Ottawa’s clinics were running full speed Saturday; there were lineups outside some sites.

“A lot of relief that we’re finally able to get the shots in the kiddos and excited about the next one,” said Toufic Zayoun, after their kids received the first shot.

More than 1,400 doses were administered Friday to kids between 5 and 11 in the capital. As of Friday afternoon, Ottawa Public Health said nearly 5,000 appointments had been booked for the first weekend.

This comes though as concerns of a new COVID variant emerge. The Omicron variant, first detected in southern Africa, appears to be more transmissible.

“I think it’s too early to panic,” said Dr. Kwadwo Kyeremanteng, an Ottawa critical care physician.

“We haven’t had any solid data to show it could evade the vaccine, it’s hard to gauge how it would respond in our setting where we have extremely good vaccination rates.”
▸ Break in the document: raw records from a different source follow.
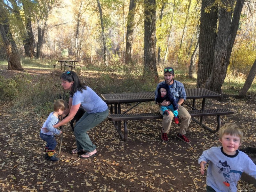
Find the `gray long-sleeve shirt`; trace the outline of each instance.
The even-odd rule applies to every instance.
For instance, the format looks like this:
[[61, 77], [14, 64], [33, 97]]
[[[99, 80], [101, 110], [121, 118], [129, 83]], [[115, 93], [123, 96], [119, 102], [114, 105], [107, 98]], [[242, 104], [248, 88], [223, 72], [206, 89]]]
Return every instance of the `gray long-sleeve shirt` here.
[[[41, 132], [44, 134], [46, 135], [60, 135], [60, 131], [59, 129], [54, 128], [53, 126], [55, 124], [59, 122], [59, 118], [57, 118], [53, 115], [53, 112], [52, 112], [48, 116], [46, 121], [44, 123], [43, 127], [41, 128]], [[49, 131], [47, 132], [44, 133], [42, 130], [42, 128], [46, 127]]]
[[222, 147], [212, 147], [203, 152], [198, 163], [209, 163], [206, 184], [217, 192], [236, 192], [237, 181], [244, 172], [256, 179], [256, 165], [243, 152], [237, 150], [230, 156], [223, 151]]

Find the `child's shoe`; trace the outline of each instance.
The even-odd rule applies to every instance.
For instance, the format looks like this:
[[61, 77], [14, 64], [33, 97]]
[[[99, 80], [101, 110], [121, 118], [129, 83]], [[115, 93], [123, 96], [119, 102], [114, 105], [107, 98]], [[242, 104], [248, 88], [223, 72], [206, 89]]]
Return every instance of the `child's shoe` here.
[[48, 156], [47, 160], [52, 161], [57, 161], [60, 160], [60, 158], [54, 155], [54, 150], [48, 150]]
[[44, 149], [45, 150], [45, 154], [44, 155], [44, 158], [45, 160], [47, 160], [47, 158], [48, 157], [48, 148], [46, 147]]
[[165, 110], [164, 113], [166, 115], [169, 115], [170, 114], [170, 113], [168, 110]]
[[178, 118], [177, 117], [174, 117], [173, 119], [173, 120], [174, 120], [174, 122], [175, 124], [179, 124], [179, 118]]

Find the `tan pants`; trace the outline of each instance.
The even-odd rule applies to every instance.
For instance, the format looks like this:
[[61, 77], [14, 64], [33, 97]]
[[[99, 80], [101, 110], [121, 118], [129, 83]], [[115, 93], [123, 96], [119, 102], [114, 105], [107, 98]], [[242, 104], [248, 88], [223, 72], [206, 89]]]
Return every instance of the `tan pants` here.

For now, Dr. Kyeremanteng is pushing for continued caution and encourages immunization.

“To me the message that’s loud and clear right now is we need to think about global vaccinations very seriously,” he said.

The new variant of concern is already on the minds of parents too.

“Any new variant that comes up is always concerning and it’s just nice to have that extra layer of protection for the kids now too,” said Christie Cowan, after her two kids got their first shot Saturday.

She’s hopeful increased immunization will mean a more normal heart ahead for kids in the capital.

“If this means schools stay open, especially after Christmas, this means everything to them,” said Cowan.